# Girl on the move... to Canada



## girl-on-the-move (May 6, 2010)

With just over a year to go until my 30th b'day, I have decided that life is too short to miss out on the chance to experience living and working in Canada!

Now, I just need to find out how I'm going to go about putting this plan into action 

I have been looking into Vancouver as a possibility and would be interested if anyone has feedback on what its like to live and work there, or, if there is somewhere better! I'd love to rent a small unit to myself providing rent is reasonable.

As far as work goes, I'm an Executive Assistant so ideally would like to continue in this area; not sure what the market is like for foreigners on a 2yr work visa. Having done the two year UK stint working crappy jobs, I'd prefer to not have to go down that route this time around!

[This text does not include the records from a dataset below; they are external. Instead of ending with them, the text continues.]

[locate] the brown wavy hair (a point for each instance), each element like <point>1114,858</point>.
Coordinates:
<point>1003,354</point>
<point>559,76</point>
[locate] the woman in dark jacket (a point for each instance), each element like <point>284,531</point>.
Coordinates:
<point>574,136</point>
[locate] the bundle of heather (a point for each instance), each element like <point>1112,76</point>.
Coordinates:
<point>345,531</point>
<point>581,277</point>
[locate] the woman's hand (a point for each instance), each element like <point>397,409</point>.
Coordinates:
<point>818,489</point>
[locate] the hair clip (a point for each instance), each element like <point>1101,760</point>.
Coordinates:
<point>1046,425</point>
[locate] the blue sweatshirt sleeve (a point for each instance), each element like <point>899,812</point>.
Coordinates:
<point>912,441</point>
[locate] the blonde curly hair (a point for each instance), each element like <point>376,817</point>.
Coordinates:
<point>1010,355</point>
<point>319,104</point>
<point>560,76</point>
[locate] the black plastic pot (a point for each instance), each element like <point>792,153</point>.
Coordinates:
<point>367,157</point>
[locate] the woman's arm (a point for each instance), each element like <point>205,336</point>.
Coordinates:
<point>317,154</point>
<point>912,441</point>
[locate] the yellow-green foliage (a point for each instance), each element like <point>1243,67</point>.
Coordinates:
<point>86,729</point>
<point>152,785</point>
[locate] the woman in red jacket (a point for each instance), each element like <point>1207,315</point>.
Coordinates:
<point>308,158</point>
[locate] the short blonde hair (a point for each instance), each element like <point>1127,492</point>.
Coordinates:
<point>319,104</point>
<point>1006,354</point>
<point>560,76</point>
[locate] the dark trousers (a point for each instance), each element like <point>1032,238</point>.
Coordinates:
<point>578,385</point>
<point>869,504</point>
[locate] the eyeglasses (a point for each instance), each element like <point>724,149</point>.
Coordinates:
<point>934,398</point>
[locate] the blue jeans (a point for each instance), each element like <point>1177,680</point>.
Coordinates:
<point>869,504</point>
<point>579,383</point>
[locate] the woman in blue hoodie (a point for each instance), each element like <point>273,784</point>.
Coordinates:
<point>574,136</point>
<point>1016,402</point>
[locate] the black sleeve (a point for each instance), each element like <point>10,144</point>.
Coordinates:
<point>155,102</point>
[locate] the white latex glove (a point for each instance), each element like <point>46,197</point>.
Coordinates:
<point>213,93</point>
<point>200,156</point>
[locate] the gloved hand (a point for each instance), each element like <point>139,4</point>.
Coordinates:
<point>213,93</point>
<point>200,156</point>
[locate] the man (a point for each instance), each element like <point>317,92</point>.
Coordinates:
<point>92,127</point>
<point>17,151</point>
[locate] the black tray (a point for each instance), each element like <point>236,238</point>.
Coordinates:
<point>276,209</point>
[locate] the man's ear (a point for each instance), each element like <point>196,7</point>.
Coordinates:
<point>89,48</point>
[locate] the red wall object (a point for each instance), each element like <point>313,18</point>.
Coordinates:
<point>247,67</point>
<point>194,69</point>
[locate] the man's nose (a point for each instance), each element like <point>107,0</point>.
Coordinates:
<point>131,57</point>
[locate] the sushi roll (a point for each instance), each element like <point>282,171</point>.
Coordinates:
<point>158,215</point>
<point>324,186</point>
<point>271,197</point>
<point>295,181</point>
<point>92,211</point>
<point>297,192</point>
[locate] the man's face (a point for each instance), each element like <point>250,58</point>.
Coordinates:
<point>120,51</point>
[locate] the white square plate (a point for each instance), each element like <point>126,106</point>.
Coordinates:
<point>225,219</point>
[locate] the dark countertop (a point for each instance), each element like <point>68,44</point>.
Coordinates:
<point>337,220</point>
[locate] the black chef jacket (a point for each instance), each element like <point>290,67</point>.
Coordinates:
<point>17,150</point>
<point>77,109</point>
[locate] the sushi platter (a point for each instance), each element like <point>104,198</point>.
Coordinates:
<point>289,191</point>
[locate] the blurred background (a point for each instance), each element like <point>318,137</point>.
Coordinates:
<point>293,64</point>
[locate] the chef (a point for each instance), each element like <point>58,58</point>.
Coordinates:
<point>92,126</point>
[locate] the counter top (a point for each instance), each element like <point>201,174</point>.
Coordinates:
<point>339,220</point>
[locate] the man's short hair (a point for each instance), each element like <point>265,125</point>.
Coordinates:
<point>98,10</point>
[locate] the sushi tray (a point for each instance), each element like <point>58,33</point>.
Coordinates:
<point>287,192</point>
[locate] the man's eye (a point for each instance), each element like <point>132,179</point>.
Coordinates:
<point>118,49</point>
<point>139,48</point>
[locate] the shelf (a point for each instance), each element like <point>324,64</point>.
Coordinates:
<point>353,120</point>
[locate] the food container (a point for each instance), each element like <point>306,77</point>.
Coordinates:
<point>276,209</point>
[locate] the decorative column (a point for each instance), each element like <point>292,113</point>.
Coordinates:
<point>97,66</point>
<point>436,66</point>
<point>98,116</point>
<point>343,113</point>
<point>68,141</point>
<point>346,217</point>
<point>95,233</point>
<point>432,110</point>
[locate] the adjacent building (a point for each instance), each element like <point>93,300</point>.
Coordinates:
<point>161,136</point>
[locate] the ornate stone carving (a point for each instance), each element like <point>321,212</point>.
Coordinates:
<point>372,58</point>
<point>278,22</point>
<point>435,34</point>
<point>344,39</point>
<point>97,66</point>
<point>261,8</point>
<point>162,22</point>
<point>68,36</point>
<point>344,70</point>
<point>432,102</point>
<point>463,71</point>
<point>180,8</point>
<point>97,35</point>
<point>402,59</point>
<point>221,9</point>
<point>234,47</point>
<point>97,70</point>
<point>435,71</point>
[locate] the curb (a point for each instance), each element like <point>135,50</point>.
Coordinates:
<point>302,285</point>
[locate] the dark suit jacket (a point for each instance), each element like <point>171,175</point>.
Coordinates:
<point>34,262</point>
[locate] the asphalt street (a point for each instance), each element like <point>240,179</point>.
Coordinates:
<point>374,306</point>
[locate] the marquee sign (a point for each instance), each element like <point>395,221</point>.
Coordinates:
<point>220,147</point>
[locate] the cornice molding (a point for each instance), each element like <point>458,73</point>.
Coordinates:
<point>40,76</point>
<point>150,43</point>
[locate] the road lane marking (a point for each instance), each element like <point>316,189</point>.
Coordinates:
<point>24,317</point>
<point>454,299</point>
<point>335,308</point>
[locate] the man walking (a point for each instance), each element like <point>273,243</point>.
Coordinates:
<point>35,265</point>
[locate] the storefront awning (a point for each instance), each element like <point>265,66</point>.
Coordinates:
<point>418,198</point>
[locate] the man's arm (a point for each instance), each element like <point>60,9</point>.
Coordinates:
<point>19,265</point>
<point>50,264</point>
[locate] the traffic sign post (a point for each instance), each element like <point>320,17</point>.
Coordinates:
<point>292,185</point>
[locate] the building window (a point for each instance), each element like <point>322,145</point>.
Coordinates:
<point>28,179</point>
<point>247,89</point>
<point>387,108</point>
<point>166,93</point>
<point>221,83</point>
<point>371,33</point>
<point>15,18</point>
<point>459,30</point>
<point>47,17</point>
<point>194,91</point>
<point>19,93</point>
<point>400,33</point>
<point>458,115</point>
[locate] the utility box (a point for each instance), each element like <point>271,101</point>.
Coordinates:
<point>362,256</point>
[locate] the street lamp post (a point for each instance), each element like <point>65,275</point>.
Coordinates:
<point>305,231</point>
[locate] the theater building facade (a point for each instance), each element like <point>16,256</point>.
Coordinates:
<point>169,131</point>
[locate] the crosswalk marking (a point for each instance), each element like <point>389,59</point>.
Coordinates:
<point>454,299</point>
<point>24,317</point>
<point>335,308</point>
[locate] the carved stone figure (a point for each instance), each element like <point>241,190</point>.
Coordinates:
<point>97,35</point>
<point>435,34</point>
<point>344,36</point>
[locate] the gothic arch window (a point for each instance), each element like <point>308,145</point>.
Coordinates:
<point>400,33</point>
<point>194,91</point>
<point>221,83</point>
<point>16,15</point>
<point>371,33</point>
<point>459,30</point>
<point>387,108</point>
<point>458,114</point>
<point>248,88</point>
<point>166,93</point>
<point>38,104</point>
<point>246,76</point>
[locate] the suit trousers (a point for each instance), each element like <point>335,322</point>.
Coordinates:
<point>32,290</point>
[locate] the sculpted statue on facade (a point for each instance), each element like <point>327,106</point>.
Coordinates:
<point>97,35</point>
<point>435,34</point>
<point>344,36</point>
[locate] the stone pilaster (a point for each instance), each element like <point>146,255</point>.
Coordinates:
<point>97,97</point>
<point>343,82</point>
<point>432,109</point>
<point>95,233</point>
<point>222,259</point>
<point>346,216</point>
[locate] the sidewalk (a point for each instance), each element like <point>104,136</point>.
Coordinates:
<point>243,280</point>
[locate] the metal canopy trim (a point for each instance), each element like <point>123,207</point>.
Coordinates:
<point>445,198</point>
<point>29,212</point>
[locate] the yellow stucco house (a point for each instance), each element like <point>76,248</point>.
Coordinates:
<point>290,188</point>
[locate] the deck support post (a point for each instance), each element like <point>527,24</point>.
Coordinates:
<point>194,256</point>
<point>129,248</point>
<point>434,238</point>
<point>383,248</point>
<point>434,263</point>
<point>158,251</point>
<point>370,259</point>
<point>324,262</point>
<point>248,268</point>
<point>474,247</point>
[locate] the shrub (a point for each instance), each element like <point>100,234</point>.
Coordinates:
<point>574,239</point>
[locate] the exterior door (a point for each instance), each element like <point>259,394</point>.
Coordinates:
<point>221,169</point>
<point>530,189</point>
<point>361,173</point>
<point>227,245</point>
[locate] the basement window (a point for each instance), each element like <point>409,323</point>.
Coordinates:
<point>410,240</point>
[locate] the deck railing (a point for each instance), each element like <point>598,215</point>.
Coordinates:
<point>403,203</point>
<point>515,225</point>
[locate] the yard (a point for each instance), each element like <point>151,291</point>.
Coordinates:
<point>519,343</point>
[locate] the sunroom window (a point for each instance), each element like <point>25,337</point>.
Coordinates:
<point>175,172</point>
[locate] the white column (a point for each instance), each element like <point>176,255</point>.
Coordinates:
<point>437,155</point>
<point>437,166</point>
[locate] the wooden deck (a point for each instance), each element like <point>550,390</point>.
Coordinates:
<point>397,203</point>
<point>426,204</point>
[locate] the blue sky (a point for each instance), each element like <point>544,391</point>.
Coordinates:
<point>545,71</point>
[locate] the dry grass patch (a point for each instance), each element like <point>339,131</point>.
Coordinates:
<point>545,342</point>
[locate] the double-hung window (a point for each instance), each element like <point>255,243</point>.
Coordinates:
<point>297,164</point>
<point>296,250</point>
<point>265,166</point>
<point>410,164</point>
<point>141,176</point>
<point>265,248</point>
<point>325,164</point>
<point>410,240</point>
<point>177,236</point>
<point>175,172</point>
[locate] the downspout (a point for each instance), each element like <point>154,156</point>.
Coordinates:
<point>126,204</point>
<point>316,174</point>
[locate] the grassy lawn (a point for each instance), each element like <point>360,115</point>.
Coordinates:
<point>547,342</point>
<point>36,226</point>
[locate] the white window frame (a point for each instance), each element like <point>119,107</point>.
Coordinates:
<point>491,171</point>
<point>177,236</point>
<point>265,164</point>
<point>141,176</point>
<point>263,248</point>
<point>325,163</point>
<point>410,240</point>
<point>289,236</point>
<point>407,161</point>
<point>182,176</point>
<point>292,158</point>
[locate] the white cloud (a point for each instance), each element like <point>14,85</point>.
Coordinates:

Look forward to any insight anyone can offer


----------



## Auld Yin (Mar 10, 2009)

girl-on-the-move said:


> With just over a year to go until my 30th b'day, I have decided that life is too short to miss out on the chance to experience living and working in Canada!
> 
> Now, I just need to find out how I'm going to go about putting this plan into action
> 
> ...


Firstly you will have to apply to the appropriate Australian agency for the visa.
Vancouver is one of the most expensive cities in the world in which to live. Because of its popularity/location, employment is not easy to find unless one has a particular specialty.
The main employment/business centre is Toronto which is a good place for a young person. Also Calgary and Montreal.


----------



## girl-on-the-move (May 6, 2010)

Thanks for your feedback 

All I can say is that Vancouver can't be any more expensive than Sydney... which is one of my reasons for looking to get out.

I'm pretty clear on obtaining a visa, etc but was really just curious about city vs. city with regards to working, living etc. I will make sure I check out Toronto too.


----------



## NickZ (Jun 26, 2009)

At your age can't you still get the youth 12 month visa? Would be easier.

Toronto is cheaper because it's bigger and more spread out. Between the moutains and the ocean Vancouver gets kind of squeezed. Even so it's only on average that Toronto is cheaper. You can find expensive rentals in Toronto if you are fixed on a certain area.


----------



## Weebie (Sep 16, 2009)

Canada has a special system with Australia where it allows anyone under the age of 30 a no restrictions work permit which is renewable.


----------



## devdally (May 10, 2010)

Calgary's the perfect place, price of living isn't expensice as in vancouver.


----------



## w_man (Apr 16, 2010)

I live in Calgary but i gotta say - if you are looking to experience something new and believe that 'life is too short' - go with Vancouver. The place is gorgeous and there's a heck of a lot more to do in Vancouver than there is in Calgary. Mountains on one side and water on the other - lots of city life and culture.

Toronto is almost TOO big compared to Vancouver. Montreal is amazing but you will probably have to pick up French if you are interested in that.

Having said all that - Vancouver IS fairly expensive and the job market IS very competitive but I think if you are set on moving to Canada, might as well go for that 'perfect' place and try it out - if it doesn't work out, you can always move 

Good luck!!


----------



## lyndel24 (May 15, 2010)

*28 year Brissy Girl*

Hey,
I am 28 Brissy Girl moving to Canada around August this year. I have applied for a 2 year work/holiday visa, you can get this if you are under the age of 30 (actually I think the age may have changed to 31/32?). This visa allows you to work/holiday for 24 months. I don't have too many plans as to where I will end up living, but I am a qualified teacher. I have been to Canada before holidaying and would prefer living in a smaller place. Not sure if you have thought of Ottawa (absolutely beautiful!). It will take you a little while to get your work visa, so you need to research that, go to the Canadian Embassy in Australia website. 
Happy planning!






girl-on-the-move said:


> With just over a year to go until my 30th b'day, I have decided that life is too short to miss out on the chance to experience living and working in Canada!
> 
> Now, I just need to find out how I'm going to go about putting this plan into action
> 
> ...


----------



## MarylandNed (May 11, 2010)

I'd say that Toronto, Montreal and Vancouver are all great destinations.

Montreal can have brutal winters (as can Ottawa which is not as lively as the others in my opinion). Vancouver has milder weather but it can rain a lot. Toronto is the biggest and more populous city. Toronto is the city I picked when I moved to Canada. I lived in Toronto for 7 years and did not regret my choice (I have visited Vancouver, Montreal and Ottawa).


----------



## ahsanmuet (Jul 27, 2009)

I'm not sure what to say in reply to your querry, I just love the way said it, "that life is too short to miss out on the chance to experience living and working in Canada!"
This is exactly what I felt when I decided to move to Canada. I wish you all the best in Vancouver or wherever you decide to stay in Canada.


----------